私は中学1年の時に親父の勧めでアマチュア無線技士の電話級講習会を受けて合格していた。講習会だからだいたい受かるらしい。親父は当時珍しい1級アマチュア無線技士でモールス信号通信もできる。家にはでっかい短波用八木アンテナが立っていて、南極の昭和基地とも無線通信したのをにこにこしながらよく自慢してた。無線通信機は真空管を使った自作機械だ。受信機の自作は無理で、アメリカのドレイク社R1という当時アマチュア無線仲間では垂涎の的の機械を使ってた。中古で買ったらしい。よくはわからないが面白いなとは思ってた。親父は結構厳しいが、趣味の話をするときは、にこにこして話す。電子部品や半田つけ工具は転がっている。そのせいか、電子工作は大好きだった。

「そうか、お互い頑張ろうな、じゃあ」と牛田が電話を切った。ちょっと寂しい気持ちがよぎった。比呂島大学は西日本の彼方広島にある。小学校の時ボースカウトのジャンボリー大会で岡山津山には行ったことがある。貸し切りバスで丸一日だ。もっとずっとむこうだ、遠い。修学旅行は京都で、それらより西は中々想像できない。志津岡大学は一応東隣静岡にあり、3年になれは浜松校舎だ、愛知の家から近い。

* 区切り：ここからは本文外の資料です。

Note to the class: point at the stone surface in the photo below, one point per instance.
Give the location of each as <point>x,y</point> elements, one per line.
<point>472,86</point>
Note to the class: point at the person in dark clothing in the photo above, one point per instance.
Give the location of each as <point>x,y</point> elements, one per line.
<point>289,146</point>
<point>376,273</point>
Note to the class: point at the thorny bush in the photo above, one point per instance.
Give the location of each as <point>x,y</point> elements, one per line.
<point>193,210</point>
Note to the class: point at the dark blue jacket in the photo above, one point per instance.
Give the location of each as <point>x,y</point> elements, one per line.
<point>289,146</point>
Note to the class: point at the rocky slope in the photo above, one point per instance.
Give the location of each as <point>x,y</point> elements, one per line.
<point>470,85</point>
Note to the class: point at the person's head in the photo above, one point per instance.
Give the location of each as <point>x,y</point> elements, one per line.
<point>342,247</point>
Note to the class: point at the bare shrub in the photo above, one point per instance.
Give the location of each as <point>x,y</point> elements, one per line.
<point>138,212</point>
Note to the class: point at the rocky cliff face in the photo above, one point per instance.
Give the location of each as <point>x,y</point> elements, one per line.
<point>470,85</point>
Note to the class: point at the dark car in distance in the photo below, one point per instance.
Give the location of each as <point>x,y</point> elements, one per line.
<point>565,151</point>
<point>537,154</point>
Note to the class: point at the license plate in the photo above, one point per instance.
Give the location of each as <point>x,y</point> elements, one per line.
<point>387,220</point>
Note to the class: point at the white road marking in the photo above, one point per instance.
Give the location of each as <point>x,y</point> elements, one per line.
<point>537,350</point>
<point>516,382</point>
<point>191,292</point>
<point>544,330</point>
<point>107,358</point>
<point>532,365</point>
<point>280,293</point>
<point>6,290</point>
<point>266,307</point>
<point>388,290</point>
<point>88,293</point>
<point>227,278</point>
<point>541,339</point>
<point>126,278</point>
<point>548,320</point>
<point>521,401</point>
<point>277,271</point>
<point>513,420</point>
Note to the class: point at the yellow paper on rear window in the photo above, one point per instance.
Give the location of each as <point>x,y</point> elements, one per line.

別の考えもある、そんな珍しいところ、滅多に行けない。静岡なら社会人になっても東京に行きがてら寄れるだろう、夜叉神峠は静岡から近い山梨県だから、またいつか行けるだろう。広島は九州も四国も近いぞ。サイクリング始めるなら最高だな。気持ちを整理する理由にもなったのだろう。

まあ、なんとかなるさ。

入寮

4月7日だったと思う、入学式の前日だ。私は薫風寮に着いた。もう少し旅路を詳しく言うと、トンネルの多い山陽新幹線で瀬戸内海をしみじみと見ながら、広島駅に着いた。瀬戸内海は、とにかく島が多い。私の生まれは濃尾平野の東端三河で矢作川は見えても海は見えないから何度見ても珍しかった。山の遠景はどこに行っても同じだな、とかも名古屋駅で買った駅弁を食べながら感じていた。桜は咲いて天気はしばらく良かった。瀬戸内海沿岸は温暖なのだ。すこし春霞かかった瀬戸内海の遠くの島々は墨絵のような趣のある景色だ。広島駅に到着し、南側の従来ながらの国鉄駅を出ると目にする路面電車の景色はとても珍しかった。電車の動く音も新鮮だ。ゴーンという線路と電車の響きが電車が動くたびに聞こえている。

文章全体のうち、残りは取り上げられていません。